The formula for the standard error of a proportion is:

\[ \mathrm{SE}(p) = \sqrt{\frac{p(1 - p)}{n}} \] You can save the different parts of the formula as objects in your R environment:

p <- mean(df_clean$income=="High") # using the mean function to get the probability, please ask about how this works :)
n <- nrow(___) # the number of observations (since we have no NA values) 
se <- sqrt(___) # standard error 
se

Solution

The full solution is:

#simulate some income data
n= nrow(df_clean)
income_levels <- c("Low", "Medium", "High")
income_probs <- c(0.2, 0.6, 0.2) # Adjust probabilities as needed
df_clean$income <- sample(income_levels, size = n, replace = TRUE, prob = income_probs)

p <- mean(df_clean$income=="High") # using the mean function to get the probability 
n <- nrow(df_clean) # the number of observations (since we have no NA values) 
se <- sqrt(p * (1 - p) / n) # standard error 
se

Exercise 3

Reason about what would happen to the standard error if the sample size was increased to 1000, and why?

Hints

• Recall the formula for the standard error:
  • Standard error of a mean: \(SE = \frac{s}{\sqrt{n}}\)
    
  • Standard error of a proportion: \(SE_p = \sqrt{\frac{p(1-p)}{n}}\)
• Focus on what happens when (n) gets larger.
  
• Think about variability: more data means more stability in the estimate.

Solution

The standard error decreases as the sample size increases.

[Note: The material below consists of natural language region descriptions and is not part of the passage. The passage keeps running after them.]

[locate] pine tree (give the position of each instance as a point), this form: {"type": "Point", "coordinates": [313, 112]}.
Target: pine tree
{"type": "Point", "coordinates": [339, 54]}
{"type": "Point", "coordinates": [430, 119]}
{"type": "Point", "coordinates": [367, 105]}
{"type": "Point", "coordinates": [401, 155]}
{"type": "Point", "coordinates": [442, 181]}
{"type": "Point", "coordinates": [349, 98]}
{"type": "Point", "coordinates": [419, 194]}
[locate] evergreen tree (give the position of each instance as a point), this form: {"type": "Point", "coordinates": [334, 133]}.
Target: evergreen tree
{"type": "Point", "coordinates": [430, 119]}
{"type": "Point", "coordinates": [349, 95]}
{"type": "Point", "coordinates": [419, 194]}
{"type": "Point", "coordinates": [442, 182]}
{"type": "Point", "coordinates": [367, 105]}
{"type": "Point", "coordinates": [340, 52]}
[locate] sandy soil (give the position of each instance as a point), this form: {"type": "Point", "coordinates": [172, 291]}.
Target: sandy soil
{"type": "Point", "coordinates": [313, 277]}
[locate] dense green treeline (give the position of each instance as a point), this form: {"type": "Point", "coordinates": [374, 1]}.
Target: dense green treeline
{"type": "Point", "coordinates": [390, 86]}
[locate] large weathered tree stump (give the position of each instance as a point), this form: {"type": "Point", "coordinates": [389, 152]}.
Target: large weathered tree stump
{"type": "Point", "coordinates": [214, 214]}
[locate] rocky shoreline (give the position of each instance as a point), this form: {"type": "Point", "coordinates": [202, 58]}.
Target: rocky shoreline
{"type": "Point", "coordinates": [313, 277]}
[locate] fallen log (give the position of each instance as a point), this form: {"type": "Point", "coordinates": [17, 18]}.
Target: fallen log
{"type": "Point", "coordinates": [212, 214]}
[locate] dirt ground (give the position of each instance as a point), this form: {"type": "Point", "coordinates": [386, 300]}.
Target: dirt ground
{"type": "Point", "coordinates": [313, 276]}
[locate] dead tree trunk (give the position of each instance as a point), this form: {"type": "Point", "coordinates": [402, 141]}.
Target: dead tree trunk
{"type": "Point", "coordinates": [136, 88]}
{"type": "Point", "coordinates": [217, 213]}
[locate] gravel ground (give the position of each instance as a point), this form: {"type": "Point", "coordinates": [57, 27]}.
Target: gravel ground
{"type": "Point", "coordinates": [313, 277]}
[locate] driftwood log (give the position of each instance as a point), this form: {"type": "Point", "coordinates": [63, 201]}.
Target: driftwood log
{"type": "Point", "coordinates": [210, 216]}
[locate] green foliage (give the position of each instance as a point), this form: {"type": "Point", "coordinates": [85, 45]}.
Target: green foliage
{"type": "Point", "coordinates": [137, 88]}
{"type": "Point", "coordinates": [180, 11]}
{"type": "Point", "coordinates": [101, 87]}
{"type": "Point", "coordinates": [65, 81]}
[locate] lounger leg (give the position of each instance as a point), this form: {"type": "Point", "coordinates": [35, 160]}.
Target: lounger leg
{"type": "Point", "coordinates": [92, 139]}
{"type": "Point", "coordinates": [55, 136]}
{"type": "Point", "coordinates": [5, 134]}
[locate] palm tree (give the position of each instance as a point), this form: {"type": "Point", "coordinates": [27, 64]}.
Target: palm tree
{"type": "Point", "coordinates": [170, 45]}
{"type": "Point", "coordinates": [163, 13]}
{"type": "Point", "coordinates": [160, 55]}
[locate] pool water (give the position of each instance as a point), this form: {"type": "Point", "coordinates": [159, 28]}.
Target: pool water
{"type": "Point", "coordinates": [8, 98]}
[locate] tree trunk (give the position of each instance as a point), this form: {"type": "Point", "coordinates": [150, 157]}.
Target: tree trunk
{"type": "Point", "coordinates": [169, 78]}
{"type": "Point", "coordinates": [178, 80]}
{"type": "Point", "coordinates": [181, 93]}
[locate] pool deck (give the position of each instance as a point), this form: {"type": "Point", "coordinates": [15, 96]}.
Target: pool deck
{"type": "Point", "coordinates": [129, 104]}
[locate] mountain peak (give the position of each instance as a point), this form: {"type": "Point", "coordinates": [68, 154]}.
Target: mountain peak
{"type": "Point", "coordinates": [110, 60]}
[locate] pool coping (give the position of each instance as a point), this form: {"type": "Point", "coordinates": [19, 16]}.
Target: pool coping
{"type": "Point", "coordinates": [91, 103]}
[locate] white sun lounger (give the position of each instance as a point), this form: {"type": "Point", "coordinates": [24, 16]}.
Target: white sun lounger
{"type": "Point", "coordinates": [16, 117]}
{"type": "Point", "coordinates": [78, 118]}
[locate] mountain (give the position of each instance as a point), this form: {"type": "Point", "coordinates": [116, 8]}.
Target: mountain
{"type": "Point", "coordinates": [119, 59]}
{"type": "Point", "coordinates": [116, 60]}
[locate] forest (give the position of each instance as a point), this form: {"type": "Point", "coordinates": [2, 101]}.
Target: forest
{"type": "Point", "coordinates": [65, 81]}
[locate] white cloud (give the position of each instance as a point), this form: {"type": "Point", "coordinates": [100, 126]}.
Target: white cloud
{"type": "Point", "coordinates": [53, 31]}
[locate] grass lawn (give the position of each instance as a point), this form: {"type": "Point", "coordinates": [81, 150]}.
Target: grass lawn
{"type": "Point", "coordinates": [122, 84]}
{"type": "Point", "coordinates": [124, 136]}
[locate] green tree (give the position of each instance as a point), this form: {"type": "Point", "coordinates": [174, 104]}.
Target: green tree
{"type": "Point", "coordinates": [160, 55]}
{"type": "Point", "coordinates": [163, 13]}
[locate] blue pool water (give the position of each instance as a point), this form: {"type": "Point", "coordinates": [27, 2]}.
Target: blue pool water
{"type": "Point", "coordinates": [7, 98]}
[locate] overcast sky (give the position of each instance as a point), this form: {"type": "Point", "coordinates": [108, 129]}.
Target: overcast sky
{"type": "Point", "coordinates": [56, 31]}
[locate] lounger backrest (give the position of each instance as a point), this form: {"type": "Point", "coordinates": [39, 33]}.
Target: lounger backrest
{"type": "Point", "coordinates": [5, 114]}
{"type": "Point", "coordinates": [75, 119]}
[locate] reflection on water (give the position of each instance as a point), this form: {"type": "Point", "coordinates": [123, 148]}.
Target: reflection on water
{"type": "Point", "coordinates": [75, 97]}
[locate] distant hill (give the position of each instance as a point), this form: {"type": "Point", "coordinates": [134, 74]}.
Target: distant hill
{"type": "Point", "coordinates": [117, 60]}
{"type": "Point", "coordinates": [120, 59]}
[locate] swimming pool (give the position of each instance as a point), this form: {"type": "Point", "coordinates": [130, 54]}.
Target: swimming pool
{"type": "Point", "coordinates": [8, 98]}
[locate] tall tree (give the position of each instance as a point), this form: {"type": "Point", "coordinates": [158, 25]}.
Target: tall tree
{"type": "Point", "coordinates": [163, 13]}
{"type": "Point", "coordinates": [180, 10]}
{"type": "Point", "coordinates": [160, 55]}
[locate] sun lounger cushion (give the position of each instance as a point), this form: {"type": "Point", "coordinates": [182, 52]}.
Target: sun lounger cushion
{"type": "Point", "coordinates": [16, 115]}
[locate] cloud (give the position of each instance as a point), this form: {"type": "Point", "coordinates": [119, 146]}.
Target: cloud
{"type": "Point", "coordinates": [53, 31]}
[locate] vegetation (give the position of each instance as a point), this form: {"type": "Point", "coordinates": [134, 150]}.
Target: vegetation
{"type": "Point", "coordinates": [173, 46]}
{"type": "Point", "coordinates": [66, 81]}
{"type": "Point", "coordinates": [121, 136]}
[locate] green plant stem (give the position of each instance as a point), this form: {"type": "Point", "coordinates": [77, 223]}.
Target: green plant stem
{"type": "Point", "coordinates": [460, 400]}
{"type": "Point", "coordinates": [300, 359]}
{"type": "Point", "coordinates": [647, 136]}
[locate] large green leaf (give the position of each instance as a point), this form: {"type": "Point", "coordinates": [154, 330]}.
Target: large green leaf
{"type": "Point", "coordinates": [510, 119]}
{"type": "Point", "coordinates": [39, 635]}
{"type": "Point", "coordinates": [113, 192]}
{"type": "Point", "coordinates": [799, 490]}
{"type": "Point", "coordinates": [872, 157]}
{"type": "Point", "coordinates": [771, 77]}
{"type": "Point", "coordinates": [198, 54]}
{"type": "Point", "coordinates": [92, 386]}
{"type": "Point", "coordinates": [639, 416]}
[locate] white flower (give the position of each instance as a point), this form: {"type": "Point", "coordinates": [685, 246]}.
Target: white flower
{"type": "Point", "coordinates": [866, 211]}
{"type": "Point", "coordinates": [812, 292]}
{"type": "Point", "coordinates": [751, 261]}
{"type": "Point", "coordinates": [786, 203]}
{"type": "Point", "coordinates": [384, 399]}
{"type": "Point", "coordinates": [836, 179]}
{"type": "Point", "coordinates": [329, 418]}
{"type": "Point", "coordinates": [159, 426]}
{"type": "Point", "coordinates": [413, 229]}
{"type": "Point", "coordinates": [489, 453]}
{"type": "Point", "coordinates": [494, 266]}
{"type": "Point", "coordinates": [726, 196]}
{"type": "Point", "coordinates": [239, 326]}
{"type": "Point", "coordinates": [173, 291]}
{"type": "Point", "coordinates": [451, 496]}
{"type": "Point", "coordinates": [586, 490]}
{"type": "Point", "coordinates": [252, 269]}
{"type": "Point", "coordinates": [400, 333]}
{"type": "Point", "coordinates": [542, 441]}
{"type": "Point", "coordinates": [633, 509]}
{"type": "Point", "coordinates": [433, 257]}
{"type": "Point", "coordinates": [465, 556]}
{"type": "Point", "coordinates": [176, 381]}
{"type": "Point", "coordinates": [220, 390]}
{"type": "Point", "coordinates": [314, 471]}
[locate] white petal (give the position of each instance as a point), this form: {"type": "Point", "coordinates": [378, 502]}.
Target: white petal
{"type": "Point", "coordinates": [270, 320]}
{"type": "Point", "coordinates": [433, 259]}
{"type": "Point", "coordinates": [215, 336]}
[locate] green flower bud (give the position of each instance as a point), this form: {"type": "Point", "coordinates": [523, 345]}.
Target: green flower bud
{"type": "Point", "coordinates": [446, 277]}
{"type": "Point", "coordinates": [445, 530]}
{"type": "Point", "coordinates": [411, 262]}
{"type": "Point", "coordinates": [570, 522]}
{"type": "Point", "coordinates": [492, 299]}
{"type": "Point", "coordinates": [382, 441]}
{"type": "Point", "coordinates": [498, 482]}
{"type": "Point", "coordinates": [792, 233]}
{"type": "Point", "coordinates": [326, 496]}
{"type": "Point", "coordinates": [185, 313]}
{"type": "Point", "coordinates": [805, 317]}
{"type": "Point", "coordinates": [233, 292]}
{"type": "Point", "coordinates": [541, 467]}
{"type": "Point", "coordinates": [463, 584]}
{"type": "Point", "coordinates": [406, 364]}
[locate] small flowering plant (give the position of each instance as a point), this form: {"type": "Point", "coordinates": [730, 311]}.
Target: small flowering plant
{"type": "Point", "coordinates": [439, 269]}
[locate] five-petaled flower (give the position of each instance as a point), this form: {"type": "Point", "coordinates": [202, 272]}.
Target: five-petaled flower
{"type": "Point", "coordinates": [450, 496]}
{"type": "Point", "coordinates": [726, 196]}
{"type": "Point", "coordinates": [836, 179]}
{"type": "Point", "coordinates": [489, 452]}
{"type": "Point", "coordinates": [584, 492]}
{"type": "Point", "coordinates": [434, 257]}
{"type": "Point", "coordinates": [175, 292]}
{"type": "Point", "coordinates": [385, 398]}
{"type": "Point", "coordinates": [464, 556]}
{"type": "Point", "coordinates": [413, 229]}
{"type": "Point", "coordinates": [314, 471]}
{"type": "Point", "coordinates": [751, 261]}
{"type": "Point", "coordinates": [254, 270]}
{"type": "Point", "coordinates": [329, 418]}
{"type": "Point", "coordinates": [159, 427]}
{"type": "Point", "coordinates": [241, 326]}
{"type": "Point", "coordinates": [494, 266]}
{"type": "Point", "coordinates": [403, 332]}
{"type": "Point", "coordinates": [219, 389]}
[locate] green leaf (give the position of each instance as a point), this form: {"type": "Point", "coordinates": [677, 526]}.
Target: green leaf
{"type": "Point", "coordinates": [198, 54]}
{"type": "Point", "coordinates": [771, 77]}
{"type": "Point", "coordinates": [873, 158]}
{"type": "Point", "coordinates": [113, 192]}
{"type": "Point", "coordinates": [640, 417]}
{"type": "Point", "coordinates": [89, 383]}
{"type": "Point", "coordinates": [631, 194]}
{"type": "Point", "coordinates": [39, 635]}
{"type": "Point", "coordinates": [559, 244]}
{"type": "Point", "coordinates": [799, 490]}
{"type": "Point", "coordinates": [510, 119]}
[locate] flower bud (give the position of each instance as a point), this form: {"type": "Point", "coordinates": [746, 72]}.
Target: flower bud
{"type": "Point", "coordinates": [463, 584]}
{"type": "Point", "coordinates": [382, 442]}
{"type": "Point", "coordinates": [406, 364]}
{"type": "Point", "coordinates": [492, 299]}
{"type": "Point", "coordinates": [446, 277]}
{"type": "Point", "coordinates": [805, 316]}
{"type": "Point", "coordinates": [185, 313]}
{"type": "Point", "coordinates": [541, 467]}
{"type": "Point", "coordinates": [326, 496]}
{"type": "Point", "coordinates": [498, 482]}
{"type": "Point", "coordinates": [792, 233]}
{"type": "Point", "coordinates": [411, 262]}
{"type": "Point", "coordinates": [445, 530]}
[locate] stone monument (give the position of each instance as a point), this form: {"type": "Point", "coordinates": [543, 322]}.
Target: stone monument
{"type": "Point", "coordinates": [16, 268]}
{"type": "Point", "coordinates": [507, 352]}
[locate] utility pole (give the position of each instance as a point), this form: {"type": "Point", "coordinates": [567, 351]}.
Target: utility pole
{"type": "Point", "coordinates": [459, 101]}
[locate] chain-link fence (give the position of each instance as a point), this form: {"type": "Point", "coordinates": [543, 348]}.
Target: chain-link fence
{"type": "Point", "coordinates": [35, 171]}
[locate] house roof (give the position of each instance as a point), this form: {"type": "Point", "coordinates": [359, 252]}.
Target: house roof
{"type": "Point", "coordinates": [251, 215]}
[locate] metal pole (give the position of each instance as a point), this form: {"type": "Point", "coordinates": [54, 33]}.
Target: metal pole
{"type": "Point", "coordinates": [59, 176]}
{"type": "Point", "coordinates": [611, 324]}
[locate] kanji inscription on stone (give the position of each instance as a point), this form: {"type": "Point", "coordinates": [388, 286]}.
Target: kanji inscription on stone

• For a mean, when (n = 1000), the denominator \(\sqrt{n}\) becomes much larger, so the SE shrinks.
  
• For a proportion, the same principle applies: \(\sqrt{\frac{p(1-p)}{n}}\) becomes smaller when \(n\) is larger.

Why: Larger samples reduce variability and produce more precise estimates. This is why researchers prefer larger sample sizes when possible.